Now that Obamacare enrollment has closed — with some 7.1 million enrollees, as the president crowed Tuesday — the next big test for the reform will be whether its spurs competition among health insurers to lower costs.
While competition may thrive in the largest states, it may not hold true in mid-sized and smaller states, where only a handful of insurers dominate the new health care exchanges. Some radical changes may be necessary if competition is to play a role in reducing overall health spending.
Prior to the passage of the Affordable Care Act (ACA) in 2010, individual states were dominated by a few insurers. A 2009 study by the Center for American Progress, a progressive think tank, found that "in at least 21 states, one carrier controls more than half of the market. More than half of the market is controlled by two carriers in 39 states."
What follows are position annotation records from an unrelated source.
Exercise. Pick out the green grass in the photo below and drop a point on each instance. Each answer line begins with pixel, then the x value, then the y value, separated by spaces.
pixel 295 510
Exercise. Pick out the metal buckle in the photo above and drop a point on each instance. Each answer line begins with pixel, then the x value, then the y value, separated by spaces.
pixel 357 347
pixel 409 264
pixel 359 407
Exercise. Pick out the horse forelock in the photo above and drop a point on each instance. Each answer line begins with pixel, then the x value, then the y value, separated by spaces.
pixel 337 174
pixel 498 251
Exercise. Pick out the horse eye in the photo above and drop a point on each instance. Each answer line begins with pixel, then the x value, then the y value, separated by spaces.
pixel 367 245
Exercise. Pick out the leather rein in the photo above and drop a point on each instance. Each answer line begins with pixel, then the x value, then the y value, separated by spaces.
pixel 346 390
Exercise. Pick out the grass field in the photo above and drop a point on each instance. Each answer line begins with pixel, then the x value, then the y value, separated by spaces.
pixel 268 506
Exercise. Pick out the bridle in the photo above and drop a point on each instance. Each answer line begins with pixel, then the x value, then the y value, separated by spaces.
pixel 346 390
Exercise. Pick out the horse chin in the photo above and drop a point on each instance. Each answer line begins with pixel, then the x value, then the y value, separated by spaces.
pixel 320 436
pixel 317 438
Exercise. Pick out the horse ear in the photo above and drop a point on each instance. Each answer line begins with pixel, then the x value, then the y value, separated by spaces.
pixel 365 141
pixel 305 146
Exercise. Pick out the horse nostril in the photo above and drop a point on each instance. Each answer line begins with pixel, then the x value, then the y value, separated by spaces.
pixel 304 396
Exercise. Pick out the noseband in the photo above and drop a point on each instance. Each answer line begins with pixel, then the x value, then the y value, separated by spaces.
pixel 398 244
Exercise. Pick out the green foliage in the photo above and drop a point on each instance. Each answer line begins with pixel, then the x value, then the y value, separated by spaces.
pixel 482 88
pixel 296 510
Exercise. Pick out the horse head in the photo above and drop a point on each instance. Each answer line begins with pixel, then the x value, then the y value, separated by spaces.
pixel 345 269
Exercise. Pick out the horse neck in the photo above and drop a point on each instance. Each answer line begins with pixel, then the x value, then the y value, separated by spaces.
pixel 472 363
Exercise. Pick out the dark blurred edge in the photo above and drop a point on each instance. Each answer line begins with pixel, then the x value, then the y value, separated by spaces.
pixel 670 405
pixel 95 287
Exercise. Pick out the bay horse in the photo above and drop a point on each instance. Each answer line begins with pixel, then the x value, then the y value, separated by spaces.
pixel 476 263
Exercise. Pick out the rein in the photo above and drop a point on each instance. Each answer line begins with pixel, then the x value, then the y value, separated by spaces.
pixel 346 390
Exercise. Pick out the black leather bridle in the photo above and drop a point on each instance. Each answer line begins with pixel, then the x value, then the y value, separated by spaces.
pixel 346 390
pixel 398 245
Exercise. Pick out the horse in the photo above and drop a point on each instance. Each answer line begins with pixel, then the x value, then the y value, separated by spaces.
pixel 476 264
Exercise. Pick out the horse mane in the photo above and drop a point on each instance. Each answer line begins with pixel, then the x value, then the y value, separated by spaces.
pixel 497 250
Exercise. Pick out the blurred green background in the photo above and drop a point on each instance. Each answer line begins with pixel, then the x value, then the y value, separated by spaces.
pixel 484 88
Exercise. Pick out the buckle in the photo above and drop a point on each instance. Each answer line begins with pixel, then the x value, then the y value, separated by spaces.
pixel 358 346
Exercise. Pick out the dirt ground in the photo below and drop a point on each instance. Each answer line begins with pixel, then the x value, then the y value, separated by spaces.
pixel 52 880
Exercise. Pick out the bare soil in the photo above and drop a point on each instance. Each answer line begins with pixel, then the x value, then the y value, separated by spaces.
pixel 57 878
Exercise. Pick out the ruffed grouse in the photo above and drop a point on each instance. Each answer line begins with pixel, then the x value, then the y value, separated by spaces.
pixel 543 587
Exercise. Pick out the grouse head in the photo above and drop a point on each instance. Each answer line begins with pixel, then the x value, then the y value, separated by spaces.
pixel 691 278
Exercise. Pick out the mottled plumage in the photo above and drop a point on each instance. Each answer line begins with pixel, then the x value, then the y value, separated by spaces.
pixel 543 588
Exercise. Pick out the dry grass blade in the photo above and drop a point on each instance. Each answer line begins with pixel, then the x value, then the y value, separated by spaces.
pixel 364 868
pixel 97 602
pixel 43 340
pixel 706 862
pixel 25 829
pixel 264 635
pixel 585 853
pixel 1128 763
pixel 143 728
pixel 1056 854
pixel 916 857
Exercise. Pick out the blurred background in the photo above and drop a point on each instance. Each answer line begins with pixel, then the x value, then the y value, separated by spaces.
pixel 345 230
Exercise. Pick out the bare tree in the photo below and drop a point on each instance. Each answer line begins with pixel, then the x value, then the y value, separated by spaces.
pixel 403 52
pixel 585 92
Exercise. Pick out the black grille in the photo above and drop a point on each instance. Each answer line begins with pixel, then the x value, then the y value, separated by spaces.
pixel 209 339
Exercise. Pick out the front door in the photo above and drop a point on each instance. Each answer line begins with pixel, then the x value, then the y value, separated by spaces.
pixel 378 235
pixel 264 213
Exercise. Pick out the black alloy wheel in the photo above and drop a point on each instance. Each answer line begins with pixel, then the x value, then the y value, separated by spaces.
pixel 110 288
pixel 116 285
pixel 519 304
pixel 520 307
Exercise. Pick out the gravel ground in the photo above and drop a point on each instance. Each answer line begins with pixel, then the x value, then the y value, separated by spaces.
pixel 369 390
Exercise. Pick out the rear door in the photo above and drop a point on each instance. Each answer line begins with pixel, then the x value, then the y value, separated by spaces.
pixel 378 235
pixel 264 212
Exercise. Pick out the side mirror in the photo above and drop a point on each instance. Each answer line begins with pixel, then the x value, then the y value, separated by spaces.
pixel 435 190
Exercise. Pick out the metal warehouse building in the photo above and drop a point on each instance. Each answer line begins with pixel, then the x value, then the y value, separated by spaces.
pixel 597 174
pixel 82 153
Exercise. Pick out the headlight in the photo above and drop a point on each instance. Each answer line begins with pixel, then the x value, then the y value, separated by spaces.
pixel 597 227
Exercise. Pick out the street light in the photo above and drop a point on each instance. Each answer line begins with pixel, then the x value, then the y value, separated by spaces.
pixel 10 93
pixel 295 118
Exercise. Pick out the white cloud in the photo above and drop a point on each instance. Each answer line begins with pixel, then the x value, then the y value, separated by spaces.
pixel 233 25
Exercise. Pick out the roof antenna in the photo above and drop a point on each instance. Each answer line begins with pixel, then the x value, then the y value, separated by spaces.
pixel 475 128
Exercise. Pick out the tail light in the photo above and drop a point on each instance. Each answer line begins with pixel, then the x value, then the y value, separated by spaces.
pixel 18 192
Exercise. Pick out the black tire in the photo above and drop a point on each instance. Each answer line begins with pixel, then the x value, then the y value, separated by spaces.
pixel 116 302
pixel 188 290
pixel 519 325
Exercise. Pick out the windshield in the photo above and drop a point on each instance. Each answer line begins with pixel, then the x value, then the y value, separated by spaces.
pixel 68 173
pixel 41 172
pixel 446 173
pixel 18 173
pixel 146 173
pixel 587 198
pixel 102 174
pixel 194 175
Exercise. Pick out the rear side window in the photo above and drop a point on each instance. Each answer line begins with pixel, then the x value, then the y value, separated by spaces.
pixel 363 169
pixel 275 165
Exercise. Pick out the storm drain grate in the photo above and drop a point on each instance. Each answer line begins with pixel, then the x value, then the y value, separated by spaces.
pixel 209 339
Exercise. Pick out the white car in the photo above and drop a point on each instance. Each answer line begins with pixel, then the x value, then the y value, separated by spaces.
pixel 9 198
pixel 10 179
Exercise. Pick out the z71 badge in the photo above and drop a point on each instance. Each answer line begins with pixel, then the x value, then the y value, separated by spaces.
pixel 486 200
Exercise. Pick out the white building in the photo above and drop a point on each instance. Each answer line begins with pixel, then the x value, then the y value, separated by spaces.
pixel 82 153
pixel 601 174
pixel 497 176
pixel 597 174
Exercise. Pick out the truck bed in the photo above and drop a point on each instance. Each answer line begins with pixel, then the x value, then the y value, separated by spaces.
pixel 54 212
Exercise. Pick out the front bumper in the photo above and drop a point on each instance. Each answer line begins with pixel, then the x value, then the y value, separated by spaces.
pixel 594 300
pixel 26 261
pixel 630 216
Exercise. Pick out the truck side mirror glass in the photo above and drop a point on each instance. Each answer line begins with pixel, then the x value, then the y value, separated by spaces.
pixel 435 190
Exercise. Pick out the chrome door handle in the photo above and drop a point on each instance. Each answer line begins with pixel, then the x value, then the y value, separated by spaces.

How much has changed since the advent and launch of Obamacare? Since the health care exchanges have only been operating for six months, it may be too early to tell, although it appears that only a few states will see an increase in competition.
A recent study by the Kaiser Family Foundation looked at seven states: California, Connecticut, Minnesota, Nevada, New York, Rhode Island and Washington. The two most populous of those states — California and New York — “appear to be noticeably more competitive than their 2012 individual markets as a whole.” The other states showed mixed or inconclusive results.
The Kaiser study offered this insight:
The long-term success of the exchanges and other ACA provisions governing market rules will be measured in part by how well they facilitate market competition, providing consumers with a diversity of choices and hopefully lower prices for insurance than would have otherwise been the case.
Why Competition May Not Develop in Most Markets
If you are buying a car, you have a choice of models, makes and dealers. Dozens of manufacturers are competing for your business and are negotiable on price, features and financing.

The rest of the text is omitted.